If you want "truly" random groups, you have to accept that randomization by nature doesn't really allow for the constraint of "even distribution" of results -- you may get that or you may get a run of similar-looking ones. If you really want even distribution, first make the sets evenly distributed, and then randomize them as a group.
Do you have to use each element in the set x evenly? It's not clear from the rules that I couldn't just make the following interpretation:
Note the following: "over all the lists, the number of times each elements is used is the same (or as close as possible)"

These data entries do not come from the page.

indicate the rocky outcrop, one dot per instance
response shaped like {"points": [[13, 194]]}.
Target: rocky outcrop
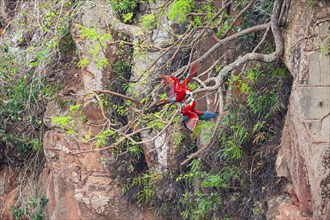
{"points": [[304, 157], [80, 186]]}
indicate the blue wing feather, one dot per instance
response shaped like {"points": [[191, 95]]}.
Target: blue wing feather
{"points": [[207, 115]]}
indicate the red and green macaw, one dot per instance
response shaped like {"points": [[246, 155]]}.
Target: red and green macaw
{"points": [[177, 92], [191, 115]]}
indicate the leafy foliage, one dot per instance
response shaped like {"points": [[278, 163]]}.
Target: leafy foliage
{"points": [[179, 10], [33, 209]]}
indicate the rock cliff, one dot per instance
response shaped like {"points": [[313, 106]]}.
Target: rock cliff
{"points": [[305, 147]]}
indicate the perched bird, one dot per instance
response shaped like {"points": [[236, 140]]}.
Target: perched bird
{"points": [[191, 115], [177, 92]]}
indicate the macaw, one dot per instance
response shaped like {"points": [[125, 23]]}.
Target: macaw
{"points": [[191, 115], [178, 92]]}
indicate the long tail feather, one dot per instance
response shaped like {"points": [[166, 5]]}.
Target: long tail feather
{"points": [[208, 115], [192, 72], [164, 102]]}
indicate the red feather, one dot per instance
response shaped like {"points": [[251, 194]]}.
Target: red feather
{"points": [[192, 72]]}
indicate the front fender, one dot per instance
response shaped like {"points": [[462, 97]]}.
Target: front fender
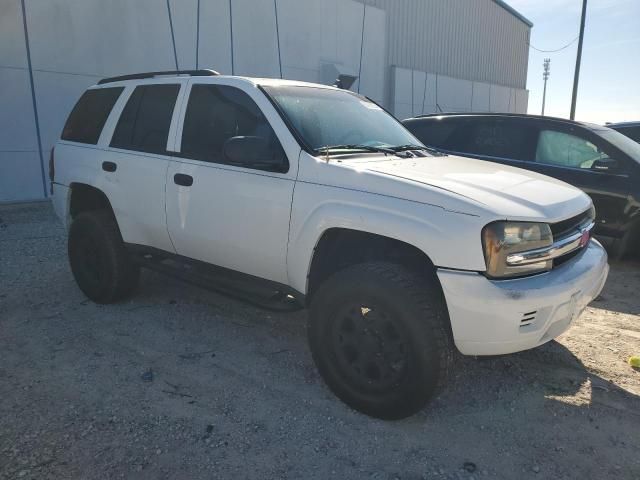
{"points": [[449, 239]]}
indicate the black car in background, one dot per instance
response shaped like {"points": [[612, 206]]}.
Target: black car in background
{"points": [[599, 160], [630, 129]]}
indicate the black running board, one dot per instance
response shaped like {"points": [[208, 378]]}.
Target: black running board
{"points": [[247, 288]]}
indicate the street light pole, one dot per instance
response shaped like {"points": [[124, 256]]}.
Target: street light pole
{"points": [[576, 75], [545, 76]]}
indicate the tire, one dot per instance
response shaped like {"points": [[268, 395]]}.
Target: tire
{"points": [[98, 258], [381, 339]]}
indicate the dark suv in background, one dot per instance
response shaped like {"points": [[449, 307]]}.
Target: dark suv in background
{"points": [[600, 161]]}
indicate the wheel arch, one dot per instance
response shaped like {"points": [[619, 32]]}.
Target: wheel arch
{"points": [[338, 248], [84, 197]]}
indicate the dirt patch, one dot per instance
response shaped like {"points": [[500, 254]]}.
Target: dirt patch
{"points": [[180, 382]]}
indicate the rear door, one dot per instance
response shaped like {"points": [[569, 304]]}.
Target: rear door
{"points": [[569, 153], [231, 215], [135, 160]]}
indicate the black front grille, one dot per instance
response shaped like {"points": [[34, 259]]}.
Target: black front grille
{"points": [[571, 225]]}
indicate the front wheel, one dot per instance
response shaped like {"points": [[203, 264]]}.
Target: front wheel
{"points": [[380, 338]]}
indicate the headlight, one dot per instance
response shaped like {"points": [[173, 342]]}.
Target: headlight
{"points": [[504, 239]]}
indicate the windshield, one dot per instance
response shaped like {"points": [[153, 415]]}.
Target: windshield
{"points": [[326, 118], [621, 141]]}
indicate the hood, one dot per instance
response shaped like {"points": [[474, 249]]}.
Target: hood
{"points": [[469, 185]]}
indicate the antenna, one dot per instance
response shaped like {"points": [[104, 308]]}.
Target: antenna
{"points": [[545, 77]]}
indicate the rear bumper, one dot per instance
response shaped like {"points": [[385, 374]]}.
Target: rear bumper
{"points": [[496, 317]]}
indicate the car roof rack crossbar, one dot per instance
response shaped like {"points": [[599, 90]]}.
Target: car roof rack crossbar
{"points": [[138, 76]]}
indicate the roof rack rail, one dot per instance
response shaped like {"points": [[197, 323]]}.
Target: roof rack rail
{"points": [[138, 76]]}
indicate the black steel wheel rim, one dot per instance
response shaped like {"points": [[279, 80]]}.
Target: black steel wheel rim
{"points": [[370, 348], [91, 262]]}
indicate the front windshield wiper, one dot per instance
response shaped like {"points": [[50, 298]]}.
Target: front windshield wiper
{"points": [[410, 146], [365, 148]]}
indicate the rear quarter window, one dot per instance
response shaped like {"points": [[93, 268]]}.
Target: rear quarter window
{"points": [[89, 115]]}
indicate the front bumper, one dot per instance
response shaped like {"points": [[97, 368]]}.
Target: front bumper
{"points": [[490, 317]]}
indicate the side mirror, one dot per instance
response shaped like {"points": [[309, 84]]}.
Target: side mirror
{"points": [[604, 164], [253, 152]]}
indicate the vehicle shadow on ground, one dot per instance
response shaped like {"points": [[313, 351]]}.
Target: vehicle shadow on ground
{"points": [[620, 293], [545, 375]]}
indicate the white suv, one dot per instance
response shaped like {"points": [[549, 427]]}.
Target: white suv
{"points": [[292, 194]]}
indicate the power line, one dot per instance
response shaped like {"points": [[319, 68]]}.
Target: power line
{"points": [[557, 49]]}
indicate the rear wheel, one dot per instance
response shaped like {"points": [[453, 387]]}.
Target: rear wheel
{"points": [[380, 338], [99, 261]]}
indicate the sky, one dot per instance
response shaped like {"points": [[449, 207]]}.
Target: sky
{"points": [[609, 88]]}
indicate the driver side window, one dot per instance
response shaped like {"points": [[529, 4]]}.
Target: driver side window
{"points": [[217, 113], [565, 150]]}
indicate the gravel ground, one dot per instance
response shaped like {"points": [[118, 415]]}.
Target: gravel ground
{"points": [[180, 382]]}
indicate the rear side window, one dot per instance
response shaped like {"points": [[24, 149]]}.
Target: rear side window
{"points": [[632, 132], [433, 132], [89, 115], [144, 123], [216, 113]]}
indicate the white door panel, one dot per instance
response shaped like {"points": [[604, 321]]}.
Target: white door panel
{"points": [[136, 191], [231, 217]]}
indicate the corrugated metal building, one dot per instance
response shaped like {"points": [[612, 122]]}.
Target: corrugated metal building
{"points": [[414, 56]]}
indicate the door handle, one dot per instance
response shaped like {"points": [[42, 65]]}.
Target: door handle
{"points": [[109, 166], [182, 179]]}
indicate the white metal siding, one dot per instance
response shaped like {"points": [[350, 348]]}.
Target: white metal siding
{"points": [[471, 39]]}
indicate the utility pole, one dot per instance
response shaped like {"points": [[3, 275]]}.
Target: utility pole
{"points": [[576, 75], [545, 76]]}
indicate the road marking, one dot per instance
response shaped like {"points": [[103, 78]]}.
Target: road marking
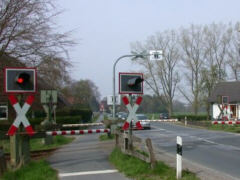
{"points": [[87, 173]]}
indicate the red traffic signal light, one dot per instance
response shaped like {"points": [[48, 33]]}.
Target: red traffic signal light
{"points": [[23, 78]]}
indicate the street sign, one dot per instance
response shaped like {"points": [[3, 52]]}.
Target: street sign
{"points": [[117, 100], [3, 112], [21, 115], [132, 113], [130, 83], [20, 80], [156, 55]]}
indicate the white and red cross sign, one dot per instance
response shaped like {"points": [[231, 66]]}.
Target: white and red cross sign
{"points": [[21, 115], [132, 113]]}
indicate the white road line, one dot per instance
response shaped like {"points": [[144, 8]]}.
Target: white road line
{"points": [[87, 173]]}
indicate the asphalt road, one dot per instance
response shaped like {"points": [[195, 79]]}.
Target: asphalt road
{"points": [[216, 150], [85, 159]]}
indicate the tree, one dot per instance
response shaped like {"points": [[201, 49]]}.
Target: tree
{"points": [[28, 33], [233, 52], [193, 56], [217, 41], [162, 77], [85, 94], [209, 80], [55, 73]]}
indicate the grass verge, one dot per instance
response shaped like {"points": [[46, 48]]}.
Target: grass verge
{"points": [[37, 144], [35, 170], [140, 170], [227, 128], [105, 137]]}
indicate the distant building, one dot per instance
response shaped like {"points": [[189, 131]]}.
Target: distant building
{"points": [[230, 93]]}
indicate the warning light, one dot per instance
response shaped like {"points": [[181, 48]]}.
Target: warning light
{"points": [[23, 78], [20, 80]]}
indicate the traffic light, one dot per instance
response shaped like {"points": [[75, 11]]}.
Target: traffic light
{"points": [[20, 80], [130, 83]]}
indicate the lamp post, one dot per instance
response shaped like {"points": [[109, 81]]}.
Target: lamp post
{"points": [[114, 69]]}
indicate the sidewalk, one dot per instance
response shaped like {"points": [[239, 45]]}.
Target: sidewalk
{"points": [[85, 159]]}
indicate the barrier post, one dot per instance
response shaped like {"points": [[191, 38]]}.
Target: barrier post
{"points": [[179, 158]]}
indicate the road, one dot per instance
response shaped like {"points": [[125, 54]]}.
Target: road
{"points": [[213, 149], [85, 159]]}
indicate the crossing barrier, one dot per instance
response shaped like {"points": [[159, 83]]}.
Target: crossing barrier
{"points": [[159, 120], [226, 122], [81, 125], [77, 132]]}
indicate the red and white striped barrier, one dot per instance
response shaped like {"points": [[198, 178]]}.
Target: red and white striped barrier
{"points": [[21, 115], [81, 125], [77, 132], [226, 122], [159, 120]]}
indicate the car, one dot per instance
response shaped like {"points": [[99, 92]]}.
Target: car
{"points": [[122, 115], [164, 116]]}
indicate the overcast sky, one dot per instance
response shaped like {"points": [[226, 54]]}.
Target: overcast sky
{"points": [[104, 29]]}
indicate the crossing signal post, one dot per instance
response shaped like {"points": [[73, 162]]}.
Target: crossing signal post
{"points": [[20, 81], [131, 83]]}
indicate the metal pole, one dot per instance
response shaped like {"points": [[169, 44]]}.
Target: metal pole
{"points": [[179, 158], [114, 69]]}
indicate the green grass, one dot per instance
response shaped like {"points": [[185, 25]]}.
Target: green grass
{"points": [[35, 170], [37, 144], [105, 137], [140, 170], [227, 128]]}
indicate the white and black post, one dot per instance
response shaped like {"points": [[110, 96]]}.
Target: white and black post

Based on this criteria, and the rule that z < x*, I postulate that you can simply enumerate all the items over all the lists. So you automatically make y list of the items enumerated to position z. Your example doesn't fulfill the rule above as closely as my version will. Using your example of x={0,1,2,3} y=6 and z=2, I get:
0,1 0,1 0,1 0,1 0,1 0,1
Now I didn't use 2 or 3, but you didn't say I had to use them all. If I had to use them all and I don't care to be able to prove that I am "as close as possible" to even usage, I would just enumerate across all the items through the lists, like this:
0,1 2,3 0,1 2,3 0,1 2,3
Finally, suppose I really do have to use all the elements. To calculate how many times each element can repeat, I just take (y*z)/(count of x). That way, I don't have to sit and worry about how to divide up the items in the list. If there is a remainder, or the result is less than 1, then I know that I will not get an exact number of repeats, so in those cases, it doesn't much matter to try to waste computational energy to make it perfect. I contend that the fastest result is still to just enumerate as above, and use the calculation here to show why either a perfect result was or wasn't achieved. A fancy algorithm to extract from this calculation how many positions will be duplicates could be achieved, but "it's too long to fit here in the margin".
*Each list has the same z number of elements, so it will be impossible to make lists where z is greater than x and still fulfill the rule that no list may contain the same element twice. Therefore, this rule demands that z cannot be greater than x.